The new outburst of violence between Hindus and Muslims in India that began on 27th February with the burning to death of 58 Hindus on a train has now claimed the lives of at least 295 people. The true figure may be far higher. Men, women and even young children have been the victims of brutal massacres in several parts of the state of Gujarat, some of them being doused in petrol and set alight. The papers have been quick to describe this as the fruit of “deep-rooted sectarian grievances” (Guardian 1/3/02), explaining that the Hindus on the train were returning from a ceremony in Ayodha to dedicate the building of a new temple on a disputed religious site. In 1992, Hindu nationalists destroyed the Ayodha mosque and in the violence that followed some 3,000 people died.
The Indian Government and opposition parties issued a joint statement calling for peace, while troops were sent in to keep peace and a strict curfew was imposed. The Prime Minister, Atal Behari Vajpayee has cancelled plans to attend the Commonwealth summit in Australia in order to deal with the situation. However, the Indian state is not quite the shocked onlooker it presents itself as. In the first place, many of the Muslims, who have been the principle target of the riots since the burning of the train, have had their pleas for help ignored by the police. In city of Ahmedabad, the centre of the violence, all of the inhabitants of one Muslim enclave were burnt to death. To date only 900 troops have arrived to police this city of some 5 million people. In the second place, the current government is dominated by the BJP, which came to power by provoking Hindu sectarianism against Muslims. While the leadership of the BJP today appeals for restraint, in 1992 many of them participated in the destruction of the Ayodha mosque.
However, the violence in India today is no more the simple reflection of ‘deep-rooted sectarian grievances’ than is the case in the former Yugoslavia or Northern Ireland. While such tensions are a historical reality, they are subordinate to the forces that shape the capitalist system that dominates the globe. Sectarian violence, wherever it appears and whatever its original causes, is always subsumed within the political and imperialist struggles of the ruling class. In the Indian sub-continent, one of the determining factors has been the rivalry between India and Pakistan which, since their independence from Britain in 1947, have remained in a state of open or covert war. This reached a new peak in the new year when it seemed that open war was possible, as India piled the pressure on Pakistan following the terrorist attack on the Indian Parliament on December 13th. However, this situation itself was but a result of the global imperialist struggle which, since the USA’s declaration of the ‘war against terrorism’ has seen changes in the balance of political forces in many parts of the world, even when apparently unconnected with Afghanistan. In the sub-continent, as we showed in this paper last month (see WR 251, ‘Against capitalism’s war drive in India and Pakistan’), this has been expressed in a weakening of Pakistan’s position because of its support for the Taliban, a situation which the India government has sought to exploit.
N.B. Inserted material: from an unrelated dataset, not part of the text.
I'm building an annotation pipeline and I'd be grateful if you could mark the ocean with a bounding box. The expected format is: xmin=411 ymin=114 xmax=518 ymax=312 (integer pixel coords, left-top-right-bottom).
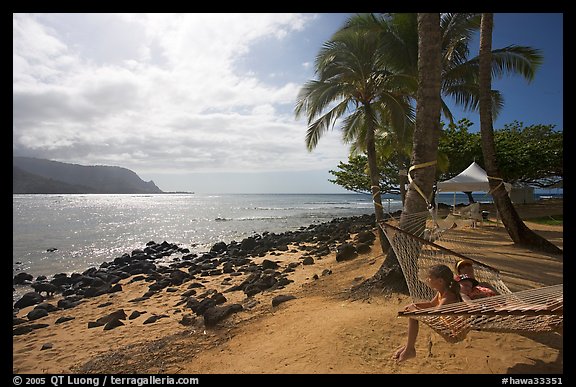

The Indian and Pakistani governments may or may not have directly orchestrated the latest violence, but it is their imperialist rivalry that sets up the dynamic that produces such violence; meanwhile, behind these third rate powers stand those of the second and first ranks whose manoeuvrings determine the whole global situation.
And while the bourgeois factions and nations manoeuvre, it is the exploited and the oppressed who pay the price. The vast majority of those burnt and beaten to death are the poor, the slum-dwellers, the proletarians. What is more, every religious or racial slaughter is a blow against the ability of the working class to unite and fight back against growing poverty and war. Indeed, it is a prefiguration of the dark future that capitalism in its death agony offers humanity, a world where the exploited have lost all hope and plunge into hell with their hands round each others’ throats. But that future is not yet assured; and we who raise the flag of workers’ unity are not idle dreamers, but the only ones who point to an alternative future for mankind.